As far as I'm concerned, it might still be a better way to refactor existing model codes.
it must have been working before, at the time the article was written...
note that adding "binding" to the view also converts the previously POD view to non-POD, which in turn enables EQ to be called and thus allows for the optimisation of not calling body unnecessarily. the same thing can be achieved by introducing an unused dummy state variable to the view (which definitely sounds like a hack).
in regards to this:
ForEach(0..<model.publishedItems.count) { index in
ItemView(item: $model.publishedItems[index])
}
i remember reading elsewhere that it's not good to have a variable iteration range here (so probably not so good if items can be added/removed)
i am not afraid of refactoring, the only restriction i have is that the ultimate source of truth model is in C... how that maps to swift is up to me. and so far i tried to (and managed to) avoid duplication of the actual object state variables keeping swift's PublishedItem tiny.
You're right, creating a ForEach from a Range<Int> is not always what we want, because that loses each item's explicit identity info, and each subview gains its implicit identity for its position in the view structure.

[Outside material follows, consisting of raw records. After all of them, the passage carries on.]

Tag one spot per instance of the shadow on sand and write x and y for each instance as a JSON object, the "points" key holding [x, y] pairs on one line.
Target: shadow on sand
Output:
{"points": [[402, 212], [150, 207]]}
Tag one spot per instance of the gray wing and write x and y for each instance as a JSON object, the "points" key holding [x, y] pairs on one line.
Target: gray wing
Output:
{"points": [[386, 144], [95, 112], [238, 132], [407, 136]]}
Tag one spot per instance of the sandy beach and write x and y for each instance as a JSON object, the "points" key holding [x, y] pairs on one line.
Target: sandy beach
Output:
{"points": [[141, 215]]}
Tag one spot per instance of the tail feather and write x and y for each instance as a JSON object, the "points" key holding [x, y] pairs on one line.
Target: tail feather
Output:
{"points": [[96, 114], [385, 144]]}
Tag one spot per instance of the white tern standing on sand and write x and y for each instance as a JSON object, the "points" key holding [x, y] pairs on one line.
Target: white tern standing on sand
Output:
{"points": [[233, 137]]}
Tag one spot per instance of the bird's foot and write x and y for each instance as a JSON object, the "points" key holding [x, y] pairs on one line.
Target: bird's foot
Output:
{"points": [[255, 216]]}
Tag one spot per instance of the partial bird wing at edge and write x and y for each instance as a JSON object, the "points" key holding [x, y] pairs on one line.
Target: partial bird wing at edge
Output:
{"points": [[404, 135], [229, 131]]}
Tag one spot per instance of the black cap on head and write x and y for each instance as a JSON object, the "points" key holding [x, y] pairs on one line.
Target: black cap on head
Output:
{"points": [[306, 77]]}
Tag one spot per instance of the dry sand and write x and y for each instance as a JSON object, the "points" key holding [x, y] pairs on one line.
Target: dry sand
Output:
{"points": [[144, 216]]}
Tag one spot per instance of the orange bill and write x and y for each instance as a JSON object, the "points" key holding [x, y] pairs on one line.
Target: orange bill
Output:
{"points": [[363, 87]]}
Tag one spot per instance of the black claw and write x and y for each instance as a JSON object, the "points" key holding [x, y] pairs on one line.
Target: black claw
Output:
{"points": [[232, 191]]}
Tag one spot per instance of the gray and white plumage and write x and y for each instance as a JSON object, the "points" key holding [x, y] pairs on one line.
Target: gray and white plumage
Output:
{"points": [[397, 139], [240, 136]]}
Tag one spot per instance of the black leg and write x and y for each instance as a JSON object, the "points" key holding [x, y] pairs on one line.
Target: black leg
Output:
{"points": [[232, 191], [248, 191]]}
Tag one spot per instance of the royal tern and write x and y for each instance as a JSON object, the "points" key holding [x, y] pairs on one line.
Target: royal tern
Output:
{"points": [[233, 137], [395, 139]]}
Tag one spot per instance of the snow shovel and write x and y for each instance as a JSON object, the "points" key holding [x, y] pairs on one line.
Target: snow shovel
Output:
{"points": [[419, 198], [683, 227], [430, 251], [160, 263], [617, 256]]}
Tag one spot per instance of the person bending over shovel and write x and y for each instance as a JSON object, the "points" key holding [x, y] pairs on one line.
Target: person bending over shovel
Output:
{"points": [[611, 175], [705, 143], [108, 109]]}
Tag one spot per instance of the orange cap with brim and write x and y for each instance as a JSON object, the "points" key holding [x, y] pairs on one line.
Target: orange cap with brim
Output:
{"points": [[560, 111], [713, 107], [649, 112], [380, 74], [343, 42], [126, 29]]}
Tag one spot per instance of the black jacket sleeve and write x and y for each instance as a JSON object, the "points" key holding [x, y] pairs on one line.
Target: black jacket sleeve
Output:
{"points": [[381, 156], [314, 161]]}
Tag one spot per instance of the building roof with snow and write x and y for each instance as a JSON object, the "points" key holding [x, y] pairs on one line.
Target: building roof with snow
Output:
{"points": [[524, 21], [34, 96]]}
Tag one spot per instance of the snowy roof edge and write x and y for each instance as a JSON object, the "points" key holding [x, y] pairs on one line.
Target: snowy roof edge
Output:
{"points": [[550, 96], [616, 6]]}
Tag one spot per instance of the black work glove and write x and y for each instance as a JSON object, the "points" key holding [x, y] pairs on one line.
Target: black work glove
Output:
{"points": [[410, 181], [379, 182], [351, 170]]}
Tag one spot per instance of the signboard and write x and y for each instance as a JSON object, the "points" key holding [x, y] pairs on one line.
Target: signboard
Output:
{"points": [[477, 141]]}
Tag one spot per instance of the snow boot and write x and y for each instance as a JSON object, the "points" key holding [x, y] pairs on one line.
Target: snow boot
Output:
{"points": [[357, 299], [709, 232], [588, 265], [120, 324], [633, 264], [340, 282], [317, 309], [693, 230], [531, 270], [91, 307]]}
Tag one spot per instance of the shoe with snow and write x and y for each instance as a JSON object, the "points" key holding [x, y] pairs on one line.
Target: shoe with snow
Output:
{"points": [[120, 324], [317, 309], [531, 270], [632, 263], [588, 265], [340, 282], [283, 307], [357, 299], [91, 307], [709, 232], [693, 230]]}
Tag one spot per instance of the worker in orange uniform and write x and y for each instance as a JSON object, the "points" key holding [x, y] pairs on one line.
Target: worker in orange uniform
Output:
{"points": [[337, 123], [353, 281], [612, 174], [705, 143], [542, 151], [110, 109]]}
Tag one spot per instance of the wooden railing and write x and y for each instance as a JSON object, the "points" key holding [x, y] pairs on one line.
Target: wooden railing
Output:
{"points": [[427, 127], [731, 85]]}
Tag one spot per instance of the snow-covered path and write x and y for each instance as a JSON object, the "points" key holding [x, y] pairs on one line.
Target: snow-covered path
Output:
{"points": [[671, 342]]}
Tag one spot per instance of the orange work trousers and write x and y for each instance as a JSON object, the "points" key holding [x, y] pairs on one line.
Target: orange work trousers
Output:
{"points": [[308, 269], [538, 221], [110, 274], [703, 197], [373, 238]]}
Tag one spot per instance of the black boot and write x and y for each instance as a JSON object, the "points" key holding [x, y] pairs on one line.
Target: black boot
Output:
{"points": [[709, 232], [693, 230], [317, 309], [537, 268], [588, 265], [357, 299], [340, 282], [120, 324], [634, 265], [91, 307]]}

But in this case I think it's OK, because in the original code, the identity of each item is actually just an index, and the index never changes. However if in some day the items will be say reorder or removed, then this will result in UI glitches.

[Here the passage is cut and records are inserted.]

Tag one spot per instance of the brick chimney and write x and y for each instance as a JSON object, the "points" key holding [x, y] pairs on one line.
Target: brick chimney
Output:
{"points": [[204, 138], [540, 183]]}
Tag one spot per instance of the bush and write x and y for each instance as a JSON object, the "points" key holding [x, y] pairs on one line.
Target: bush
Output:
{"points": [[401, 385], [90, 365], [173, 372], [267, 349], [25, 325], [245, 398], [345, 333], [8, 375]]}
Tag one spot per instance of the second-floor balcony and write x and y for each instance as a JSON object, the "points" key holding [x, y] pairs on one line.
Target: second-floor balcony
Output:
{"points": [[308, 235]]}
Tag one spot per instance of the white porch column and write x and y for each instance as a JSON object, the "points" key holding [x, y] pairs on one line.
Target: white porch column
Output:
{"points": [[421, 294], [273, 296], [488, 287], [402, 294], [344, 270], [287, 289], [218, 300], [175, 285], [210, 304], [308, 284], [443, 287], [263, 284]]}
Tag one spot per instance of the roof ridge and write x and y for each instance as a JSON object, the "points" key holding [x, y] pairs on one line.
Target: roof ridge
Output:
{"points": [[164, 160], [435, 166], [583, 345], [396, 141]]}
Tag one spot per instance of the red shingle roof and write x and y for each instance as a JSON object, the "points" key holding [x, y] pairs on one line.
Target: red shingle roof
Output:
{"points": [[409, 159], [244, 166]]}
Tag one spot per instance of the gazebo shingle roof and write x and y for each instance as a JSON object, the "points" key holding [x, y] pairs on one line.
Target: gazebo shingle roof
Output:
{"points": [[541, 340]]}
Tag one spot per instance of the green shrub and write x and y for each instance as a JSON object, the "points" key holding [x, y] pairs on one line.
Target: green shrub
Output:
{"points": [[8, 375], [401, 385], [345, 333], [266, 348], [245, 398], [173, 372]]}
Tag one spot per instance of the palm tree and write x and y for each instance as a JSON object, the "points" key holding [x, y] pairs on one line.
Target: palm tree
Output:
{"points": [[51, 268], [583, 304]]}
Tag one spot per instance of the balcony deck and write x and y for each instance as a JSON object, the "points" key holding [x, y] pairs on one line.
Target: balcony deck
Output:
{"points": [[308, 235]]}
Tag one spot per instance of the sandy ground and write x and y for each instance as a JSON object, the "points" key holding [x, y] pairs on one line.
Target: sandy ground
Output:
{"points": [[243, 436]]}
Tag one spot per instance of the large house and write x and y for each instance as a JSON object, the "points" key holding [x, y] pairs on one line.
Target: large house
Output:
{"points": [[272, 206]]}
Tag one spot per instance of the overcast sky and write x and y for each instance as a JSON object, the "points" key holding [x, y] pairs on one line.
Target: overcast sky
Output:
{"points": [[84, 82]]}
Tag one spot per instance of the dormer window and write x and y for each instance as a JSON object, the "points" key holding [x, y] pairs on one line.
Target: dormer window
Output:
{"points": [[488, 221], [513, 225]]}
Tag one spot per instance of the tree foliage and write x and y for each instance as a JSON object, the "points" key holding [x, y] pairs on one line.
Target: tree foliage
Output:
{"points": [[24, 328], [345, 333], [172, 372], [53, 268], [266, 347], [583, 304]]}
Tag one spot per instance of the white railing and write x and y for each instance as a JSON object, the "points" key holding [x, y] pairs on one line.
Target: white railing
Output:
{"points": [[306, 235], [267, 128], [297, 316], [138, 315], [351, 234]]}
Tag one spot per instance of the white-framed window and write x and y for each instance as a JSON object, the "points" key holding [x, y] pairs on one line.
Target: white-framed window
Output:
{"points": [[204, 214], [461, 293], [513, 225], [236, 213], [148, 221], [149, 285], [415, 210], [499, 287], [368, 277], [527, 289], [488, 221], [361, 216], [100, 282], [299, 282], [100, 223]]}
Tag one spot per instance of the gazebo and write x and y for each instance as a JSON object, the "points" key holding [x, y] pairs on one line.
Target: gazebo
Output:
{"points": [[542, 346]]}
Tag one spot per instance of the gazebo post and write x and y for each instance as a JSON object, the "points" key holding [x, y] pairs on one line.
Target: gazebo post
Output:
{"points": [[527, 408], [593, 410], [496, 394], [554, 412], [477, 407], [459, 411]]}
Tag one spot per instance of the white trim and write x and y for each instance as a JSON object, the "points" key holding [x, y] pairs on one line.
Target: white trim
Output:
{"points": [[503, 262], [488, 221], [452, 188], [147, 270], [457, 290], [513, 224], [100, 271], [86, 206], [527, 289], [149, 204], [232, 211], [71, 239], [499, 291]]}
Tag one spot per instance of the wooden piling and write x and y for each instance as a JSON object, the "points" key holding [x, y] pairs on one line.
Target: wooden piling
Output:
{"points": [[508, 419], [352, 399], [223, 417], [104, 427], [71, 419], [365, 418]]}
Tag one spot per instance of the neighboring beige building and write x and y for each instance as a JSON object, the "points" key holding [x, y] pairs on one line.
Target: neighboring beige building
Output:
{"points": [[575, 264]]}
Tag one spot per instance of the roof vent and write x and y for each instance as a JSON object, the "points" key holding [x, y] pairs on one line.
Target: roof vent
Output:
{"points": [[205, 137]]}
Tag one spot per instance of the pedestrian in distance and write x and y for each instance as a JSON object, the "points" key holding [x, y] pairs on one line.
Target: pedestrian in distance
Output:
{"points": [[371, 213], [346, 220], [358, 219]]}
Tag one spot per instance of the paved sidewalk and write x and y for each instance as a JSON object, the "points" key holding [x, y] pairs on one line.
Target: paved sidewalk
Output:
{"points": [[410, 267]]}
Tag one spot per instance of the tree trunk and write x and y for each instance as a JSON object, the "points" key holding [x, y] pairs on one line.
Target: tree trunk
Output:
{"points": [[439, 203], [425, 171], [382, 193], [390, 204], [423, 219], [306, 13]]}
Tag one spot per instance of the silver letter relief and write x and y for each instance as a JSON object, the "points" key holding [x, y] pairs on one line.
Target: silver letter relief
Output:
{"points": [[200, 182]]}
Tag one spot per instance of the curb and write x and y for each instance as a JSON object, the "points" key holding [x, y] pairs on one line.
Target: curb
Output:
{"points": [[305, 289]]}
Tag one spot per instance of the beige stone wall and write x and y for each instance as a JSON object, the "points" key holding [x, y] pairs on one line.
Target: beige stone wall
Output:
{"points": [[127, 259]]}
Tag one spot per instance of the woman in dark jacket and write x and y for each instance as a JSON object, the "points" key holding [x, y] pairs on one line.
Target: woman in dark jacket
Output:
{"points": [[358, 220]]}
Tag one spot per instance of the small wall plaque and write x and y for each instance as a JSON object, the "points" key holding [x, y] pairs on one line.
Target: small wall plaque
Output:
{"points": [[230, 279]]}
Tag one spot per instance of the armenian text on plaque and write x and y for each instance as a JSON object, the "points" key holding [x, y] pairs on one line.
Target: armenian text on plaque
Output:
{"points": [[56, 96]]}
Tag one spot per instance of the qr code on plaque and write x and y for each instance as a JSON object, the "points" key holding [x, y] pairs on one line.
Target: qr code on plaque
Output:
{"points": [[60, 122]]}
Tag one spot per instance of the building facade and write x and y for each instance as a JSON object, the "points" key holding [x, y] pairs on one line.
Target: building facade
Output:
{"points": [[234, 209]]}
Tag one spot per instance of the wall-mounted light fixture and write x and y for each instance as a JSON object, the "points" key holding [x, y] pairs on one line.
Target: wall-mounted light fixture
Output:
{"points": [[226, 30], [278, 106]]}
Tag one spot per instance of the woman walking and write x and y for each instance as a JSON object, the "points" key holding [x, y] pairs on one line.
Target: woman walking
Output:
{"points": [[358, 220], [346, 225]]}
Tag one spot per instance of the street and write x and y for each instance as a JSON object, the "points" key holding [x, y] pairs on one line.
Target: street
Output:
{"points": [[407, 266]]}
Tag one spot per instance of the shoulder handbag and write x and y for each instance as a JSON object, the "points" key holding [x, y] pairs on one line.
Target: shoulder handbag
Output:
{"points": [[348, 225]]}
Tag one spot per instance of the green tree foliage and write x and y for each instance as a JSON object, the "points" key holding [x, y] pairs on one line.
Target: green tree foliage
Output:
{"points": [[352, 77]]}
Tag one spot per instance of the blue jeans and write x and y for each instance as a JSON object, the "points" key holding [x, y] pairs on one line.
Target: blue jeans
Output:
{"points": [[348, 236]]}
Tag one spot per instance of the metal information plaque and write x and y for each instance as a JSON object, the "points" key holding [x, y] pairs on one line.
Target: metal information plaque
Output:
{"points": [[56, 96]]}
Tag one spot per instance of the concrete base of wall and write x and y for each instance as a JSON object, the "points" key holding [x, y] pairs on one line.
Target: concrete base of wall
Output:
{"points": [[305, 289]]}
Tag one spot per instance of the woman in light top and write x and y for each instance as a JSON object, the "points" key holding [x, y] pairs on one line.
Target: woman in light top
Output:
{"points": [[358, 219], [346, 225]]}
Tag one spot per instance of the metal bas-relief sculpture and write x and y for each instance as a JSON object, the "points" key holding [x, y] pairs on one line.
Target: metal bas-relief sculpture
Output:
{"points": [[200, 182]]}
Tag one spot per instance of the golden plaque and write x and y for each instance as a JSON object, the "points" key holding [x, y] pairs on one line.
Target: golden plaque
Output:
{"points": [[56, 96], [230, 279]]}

i see. i just oversimplified it for this thread... in the actual code ID's are UUID strings, and items can be dynamically added/removed.
What does this mean? What is POD?
Plain Old Data. Also known as a "trivial type". Value type, stores data only, no extra copy, move, destruction operations.

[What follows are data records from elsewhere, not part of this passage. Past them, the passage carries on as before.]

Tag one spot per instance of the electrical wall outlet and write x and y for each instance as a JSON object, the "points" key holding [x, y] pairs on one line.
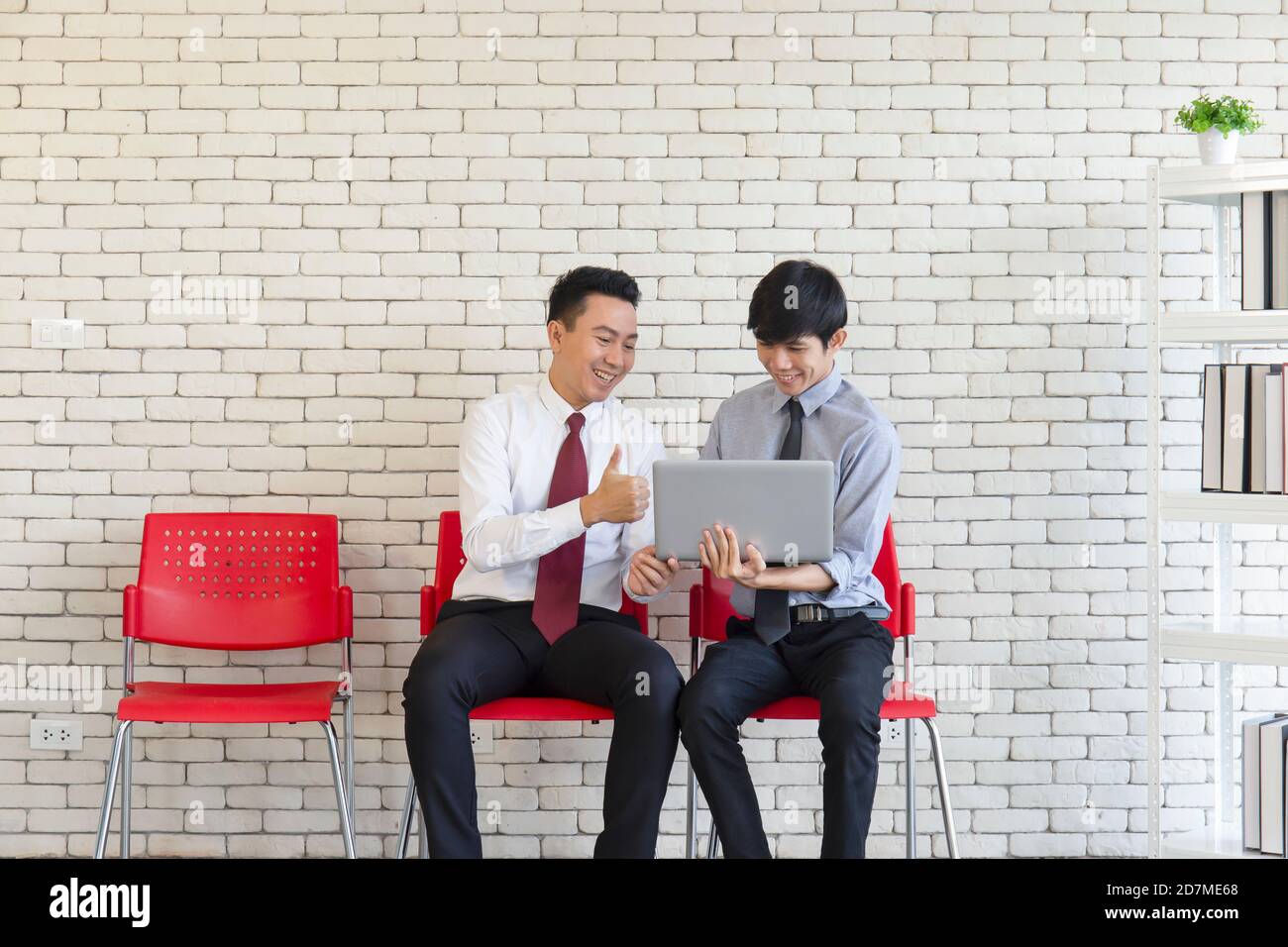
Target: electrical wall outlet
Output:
{"points": [[55, 735], [892, 735], [481, 736], [58, 334]]}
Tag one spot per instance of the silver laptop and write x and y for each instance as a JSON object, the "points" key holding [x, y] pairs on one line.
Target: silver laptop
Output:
{"points": [[781, 506]]}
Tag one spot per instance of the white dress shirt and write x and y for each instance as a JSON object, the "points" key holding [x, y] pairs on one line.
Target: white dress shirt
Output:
{"points": [[509, 444]]}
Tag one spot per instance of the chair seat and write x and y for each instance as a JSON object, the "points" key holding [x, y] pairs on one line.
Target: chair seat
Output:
{"points": [[160, 701], [903, 703], [548, 709]]}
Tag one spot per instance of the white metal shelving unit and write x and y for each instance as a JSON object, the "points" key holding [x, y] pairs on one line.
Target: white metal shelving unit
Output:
{"points": [[1224, 638]]}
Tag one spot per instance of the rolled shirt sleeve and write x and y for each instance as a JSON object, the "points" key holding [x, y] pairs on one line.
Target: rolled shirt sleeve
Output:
{"points": [[863, 501], [492, 534]]}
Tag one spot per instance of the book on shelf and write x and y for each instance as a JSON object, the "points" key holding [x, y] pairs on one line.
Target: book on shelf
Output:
{"points": [[1274, 735], [1256, 230], [1244, 441], [1252, 777]]}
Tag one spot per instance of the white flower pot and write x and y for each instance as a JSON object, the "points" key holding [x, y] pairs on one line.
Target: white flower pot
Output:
{"points": [[1215, 150]]}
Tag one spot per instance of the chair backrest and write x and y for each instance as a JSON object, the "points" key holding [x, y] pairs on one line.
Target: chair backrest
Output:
{"points": [[241, 581], [451, 561], [716, 607]]}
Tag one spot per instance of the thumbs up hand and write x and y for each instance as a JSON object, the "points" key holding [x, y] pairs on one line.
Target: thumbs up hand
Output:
{"points": [[618, 497]]}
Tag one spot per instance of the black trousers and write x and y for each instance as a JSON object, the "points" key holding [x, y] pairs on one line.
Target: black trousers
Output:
{"points": [[844, 664], [483, 650]]}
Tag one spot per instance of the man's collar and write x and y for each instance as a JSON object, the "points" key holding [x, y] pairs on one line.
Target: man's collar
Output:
{"points": [[812, 397], [561, 408]]}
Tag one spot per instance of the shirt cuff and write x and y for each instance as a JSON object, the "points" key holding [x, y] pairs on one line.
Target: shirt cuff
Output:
{"points": [[840, 569], [566, 521], [640, 599]]}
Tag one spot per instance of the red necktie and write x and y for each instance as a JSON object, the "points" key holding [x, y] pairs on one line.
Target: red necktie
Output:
{"points": [[554, 607]]}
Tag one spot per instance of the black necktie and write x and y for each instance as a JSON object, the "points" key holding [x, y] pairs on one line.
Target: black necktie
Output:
{"points": [[771, 618]]}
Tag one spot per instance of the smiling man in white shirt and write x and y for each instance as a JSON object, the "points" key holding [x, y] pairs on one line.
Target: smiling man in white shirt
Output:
{"points": [[555, 519]]}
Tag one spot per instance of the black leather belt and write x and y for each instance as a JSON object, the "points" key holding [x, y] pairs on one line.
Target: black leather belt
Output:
{"points": [[823, 612]]}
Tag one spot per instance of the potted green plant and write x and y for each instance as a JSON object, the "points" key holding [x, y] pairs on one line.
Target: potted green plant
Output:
{"points": [[1219, 124]]}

https://github.com/apple/swift/blob/main/docs/ABIStabilityManifesto.md#type-properties
you can use the method _isPOD() to check if a type is POD like so: _isPOD(Int.self)
and in relation to the thread someone from SwiftUI team decided it is good idea to do something like this (pseudocode):
if !_isPOD(a) {
equal = a == b
} else {
equal = memcmp(a, b) == 0
}
IMHO, a much better check there would be "is equatable" instead.
I thought about it a little bit and it makes absolutely no sense to use equatable when the values are byte-equal.
There is no possible way to differentiate two values which are equal byte wise.
Yes you could return false in the equatable implementation, for example based on a random number or always, but you can never in a deterministic way distinguish two values which are exactly the same.
Yes you could have an external global dependency which marks items as 'dirty' based on an id. But that won't work. When do you reset this flag? Is item A != Item B when the flag is dirty and then you reset the flag and suddenly they are equal although they didn't change at all? How do you know when these items will be compared and which items are compared right now? It's just not possible.
If two values are equal in memory, they are equal no matter what.
that's what i've settled upon so far:
struct PublishedItem: Identifiable, Equatable {
var id: String
var version: Int // getting bumped on every change
// dynamic properties here based on external model
var x: Double { ... }
// ...
}
every time external model changes the relevant version field is bumped in both external model data structure (in my case C based) and the corresponding swift's PublishedItem. with this approach i don't even have to have a custom Equatable implementation, and indeed memcmp compare works just fine.
still, the SwiftUI optimisation of not calling EQ for pod types feels totally wrong. for example my custom EQ can return true even if items are bitwise different (similar to what the "The Mystery Behind View Equality - The SwiftUI Lab" is doing).
sounds like a good solution to me
Yes I agree, it makes sense that its not called when they are the same but it would make sense to call it when they are not. From the documentation it sounds like that's what it should do. So maybe this is a bug or we miss understand the documentation.
i didn't test it thoroughly but it looks like this works on iOS13 but not 14 / 15. perhaps a bug.
EQV is indeed for preventing redraw, use id(_:) to force redraw instead.